Just for reference: a simple query by pk index on my veryveryvery low end pc¹ on a table with 1mil rows takes about 0.04 ms (so says pgsql analyze). That is 25000 queries per second. What type of app are we talking here where the db needs to scale? Something like reddit? Stackoverflow? Just curious. Never saw such a beast where a DB server needs that much power. Where I work we have 200 apps on the same DB server, and it's idling most of the time.
¹i5 CPU 2.40GHz with 2GB of RAM
> run Python scripts as stored procs. Great way to slow down your DB.
There is more than one way to shoot yourself in the foot :)
One size could fit everything. With a good flexible query language and an sufficiently smart compiler, it might be possible. Which means: one size, one winner and SQL isn't flexible enough. SQL will fall down to earth.

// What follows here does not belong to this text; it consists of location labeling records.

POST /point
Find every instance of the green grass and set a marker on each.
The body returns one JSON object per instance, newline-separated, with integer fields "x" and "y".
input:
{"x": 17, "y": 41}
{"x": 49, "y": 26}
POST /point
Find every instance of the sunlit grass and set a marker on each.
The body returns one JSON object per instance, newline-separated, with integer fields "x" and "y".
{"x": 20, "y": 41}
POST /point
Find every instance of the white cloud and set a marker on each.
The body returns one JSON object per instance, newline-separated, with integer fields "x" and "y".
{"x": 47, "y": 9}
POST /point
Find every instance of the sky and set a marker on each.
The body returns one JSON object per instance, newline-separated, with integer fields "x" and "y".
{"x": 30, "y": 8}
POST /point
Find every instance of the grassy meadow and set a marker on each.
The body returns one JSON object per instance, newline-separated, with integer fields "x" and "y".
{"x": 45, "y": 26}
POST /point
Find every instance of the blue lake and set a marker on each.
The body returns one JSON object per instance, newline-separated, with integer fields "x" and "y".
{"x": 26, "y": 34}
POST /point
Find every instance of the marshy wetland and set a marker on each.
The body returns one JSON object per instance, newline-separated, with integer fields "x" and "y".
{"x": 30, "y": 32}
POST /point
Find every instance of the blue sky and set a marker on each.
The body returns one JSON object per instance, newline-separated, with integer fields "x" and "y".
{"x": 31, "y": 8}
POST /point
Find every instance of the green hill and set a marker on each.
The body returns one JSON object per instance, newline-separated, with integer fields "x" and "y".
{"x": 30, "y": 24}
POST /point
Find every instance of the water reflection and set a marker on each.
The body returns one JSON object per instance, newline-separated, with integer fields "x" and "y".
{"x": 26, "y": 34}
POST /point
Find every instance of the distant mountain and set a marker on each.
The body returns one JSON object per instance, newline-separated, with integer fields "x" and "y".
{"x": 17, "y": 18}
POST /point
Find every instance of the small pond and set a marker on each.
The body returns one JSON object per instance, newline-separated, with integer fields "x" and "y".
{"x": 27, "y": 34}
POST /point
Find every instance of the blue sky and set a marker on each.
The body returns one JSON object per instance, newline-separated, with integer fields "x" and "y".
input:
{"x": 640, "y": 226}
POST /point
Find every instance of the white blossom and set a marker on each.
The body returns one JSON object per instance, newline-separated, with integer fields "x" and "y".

At some point, I think traditional database platforms like Oracle and SQL Server will build things that make it easier to treat them like a NoSQL store (simpler replication, ability to distribute read only queries across multiple replicas, a few enhancements to sparse columns) and the NoSQL stores will add ACID, a query language, ODBC support etc. At which point talking about the "relational market" or the "NoSQL market" will not make a lot of sense. They'll all just be competing storage engines.
That's certainly one way to interpret Facebook's dilemma (I know a few DBAs, and this statement certainly isn't false). Another way is that nothing else scales as well as MySQL, or nothing else offers the same tools to manage them at scale.
Relational data stores aren't going anywhere; there are still quite a few use cases they fulfill that NoSQL, NewSQL, and Graph DBs do not. This just triggers the "use the right tool for the job" reflex in me.